There are 15 unions at the Met, and while the leaders of some of the largest unions have said they are ready to agree to some cuts, they are pushing for changes that would outlast the pandemic and redefine the rules of work they long fought for – especially after so many workers, including the orchestra, choir, and legions of backstage workers, endured many months without pay. The Met Orchestra, represented by Local 802 of the American Federation of Musicians, said in a statement that management “is taking advantage of this temporary situation to permanently invalidate the contracts of the workers who manage the performances on their global stage.” .

Leonard Egert, the national executive director of the American Guild of Musical Artists, which represents choir members, soloists, dancers, stage managers and other representatives of the Met, said the unions saw the difficult reality and were willing to compromise. “It’s just that nobody wants to sell out the future,” he said.

In Washington, the stagehands at the Kennedy Center are waging a similar battle.
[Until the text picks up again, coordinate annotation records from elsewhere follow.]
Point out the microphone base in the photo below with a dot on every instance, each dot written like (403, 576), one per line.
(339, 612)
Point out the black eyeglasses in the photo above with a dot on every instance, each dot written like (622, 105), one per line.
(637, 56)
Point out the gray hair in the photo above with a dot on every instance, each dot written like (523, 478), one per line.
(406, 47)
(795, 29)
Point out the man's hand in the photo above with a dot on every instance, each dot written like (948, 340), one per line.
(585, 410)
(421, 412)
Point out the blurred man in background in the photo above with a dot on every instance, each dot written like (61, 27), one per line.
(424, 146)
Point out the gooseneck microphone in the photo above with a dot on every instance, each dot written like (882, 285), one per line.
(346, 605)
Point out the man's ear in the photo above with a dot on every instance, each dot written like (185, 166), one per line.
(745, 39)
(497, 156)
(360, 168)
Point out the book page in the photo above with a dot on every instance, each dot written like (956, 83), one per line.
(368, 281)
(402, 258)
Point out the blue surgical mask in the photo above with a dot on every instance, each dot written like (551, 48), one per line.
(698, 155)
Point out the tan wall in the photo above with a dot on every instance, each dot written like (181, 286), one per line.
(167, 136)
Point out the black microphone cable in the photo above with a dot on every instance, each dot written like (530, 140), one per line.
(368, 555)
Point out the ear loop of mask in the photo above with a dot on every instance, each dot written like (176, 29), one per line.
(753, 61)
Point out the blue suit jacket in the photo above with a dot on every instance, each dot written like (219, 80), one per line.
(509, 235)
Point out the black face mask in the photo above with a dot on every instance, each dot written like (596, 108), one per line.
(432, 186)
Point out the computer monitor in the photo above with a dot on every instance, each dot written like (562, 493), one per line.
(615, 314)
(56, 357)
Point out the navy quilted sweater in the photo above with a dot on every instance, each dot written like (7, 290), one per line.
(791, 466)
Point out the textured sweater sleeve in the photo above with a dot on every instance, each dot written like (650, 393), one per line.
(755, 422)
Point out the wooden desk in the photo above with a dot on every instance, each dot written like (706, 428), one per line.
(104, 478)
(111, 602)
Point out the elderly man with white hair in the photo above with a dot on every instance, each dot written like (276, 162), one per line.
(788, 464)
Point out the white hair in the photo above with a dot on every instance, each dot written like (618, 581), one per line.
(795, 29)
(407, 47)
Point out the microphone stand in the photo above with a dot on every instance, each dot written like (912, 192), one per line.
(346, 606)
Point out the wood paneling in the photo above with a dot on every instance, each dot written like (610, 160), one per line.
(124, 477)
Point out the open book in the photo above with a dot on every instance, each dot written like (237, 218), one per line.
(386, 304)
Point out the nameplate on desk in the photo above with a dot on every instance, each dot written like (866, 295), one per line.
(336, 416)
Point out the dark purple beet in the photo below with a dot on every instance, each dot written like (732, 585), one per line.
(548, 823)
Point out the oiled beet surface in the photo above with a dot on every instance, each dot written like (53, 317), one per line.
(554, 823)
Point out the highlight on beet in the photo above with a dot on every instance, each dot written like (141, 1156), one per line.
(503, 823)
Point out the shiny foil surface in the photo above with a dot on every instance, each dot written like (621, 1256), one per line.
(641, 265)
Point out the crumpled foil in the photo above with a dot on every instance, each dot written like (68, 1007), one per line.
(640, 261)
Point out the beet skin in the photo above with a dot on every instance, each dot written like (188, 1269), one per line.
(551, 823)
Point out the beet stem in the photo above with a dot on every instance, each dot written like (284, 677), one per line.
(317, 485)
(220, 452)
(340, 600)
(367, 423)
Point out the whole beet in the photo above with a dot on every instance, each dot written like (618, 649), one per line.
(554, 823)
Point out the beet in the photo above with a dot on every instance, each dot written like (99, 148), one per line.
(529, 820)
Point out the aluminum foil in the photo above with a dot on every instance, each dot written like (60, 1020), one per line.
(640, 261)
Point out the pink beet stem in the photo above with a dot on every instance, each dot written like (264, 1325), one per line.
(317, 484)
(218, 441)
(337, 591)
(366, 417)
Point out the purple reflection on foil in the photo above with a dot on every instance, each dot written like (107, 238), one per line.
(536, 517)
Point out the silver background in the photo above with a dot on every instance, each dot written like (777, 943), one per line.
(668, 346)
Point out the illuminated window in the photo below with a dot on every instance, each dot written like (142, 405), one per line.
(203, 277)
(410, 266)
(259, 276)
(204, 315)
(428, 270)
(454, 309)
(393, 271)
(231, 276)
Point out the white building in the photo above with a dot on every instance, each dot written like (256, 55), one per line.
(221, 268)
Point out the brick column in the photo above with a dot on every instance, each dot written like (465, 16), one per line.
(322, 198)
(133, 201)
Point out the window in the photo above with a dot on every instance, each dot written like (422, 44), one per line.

David McIntyre, president of Alliance Local 22, said he had been negotiating with the Kennedy Center for months to demand a 25 percent wage cut, which union members find hard to take after many of them have left without pay since March.

Management is also calling for concessions like the elimination of the hour and a half on Sundays, a change that is more permanent than limited to the pandemic. Union members are particularly outraged that the Kennedy Center received $ 25 million from the federal stimulus bill passed in March.

“They’re just trying to get concessions from us by taking advantage of a pandemic when neither of us is working,” McIntyre said.

A Kennedy Center spokeswoman Eileen Andrews said that some of the unions working with already accepted wage cuts, including the musicians of the National Symphony Orchestra, and that recovery from the pandemic must be achieved through “shared sacrifice”. ”

Corporations have lost tens of millions of dollars in ticket revenue, and the prospects for the philanthropy they rely on for survival remain uncertain. While union negotiations take place over video calls rather than the typical stuffy meeting tables, both sides recognize the financial fragility.

In some ways, the pandemic has changed the negotiating landscape. Unions, which usually have tremendous leverage because strikes stop benefits, have less at the moment when there are no benefits to stop. Management leverage has also changed. While the Met’s threat to lock out its stagehands if they didn’t agree on cuts was less of a threat at a moment when most employees were already out of work, its offer was to pay workers who haven’t had paychecks since April , in exchange for long-term agreements can be hard to resist.

In some institutions, memories of the devastating power of recent labor disputes have helped foster collaboration in this crisis. In the Minnesota Orchestra, where a bitter lockout kept the concert hall dark for 16 months from 2012, management and musicians agreed on a 25 percent wage cut until August.

And the Baltimore Symphony Orchestra, which had its own hard-fought labor dispute last year, was able to agree on a five-year contract this summer that initially cut player pay before gradually increasing it again.

The last time a national crisis of this magnitude affected any performing arts organization in the country was during the Great Recession, when organizations sought cuts to offset declines in philanthropy and ticket sales, sparking strikes, lockouts, and bitter disputes.

Meredith Snow, chairman of the International Conference of Symphony and Opera Musicians, which represents the players, said work and management seemed – for the time being, at least – for the most part more friendly than they did then.

“Rather, there is the realization that we have to be a unified face for the community,” said Ms. Snow, a violist with the Los Angeles Philharmonic, “and that we cannot argue or both will go.” Low.”

“They come together,” she said, “or you sink.”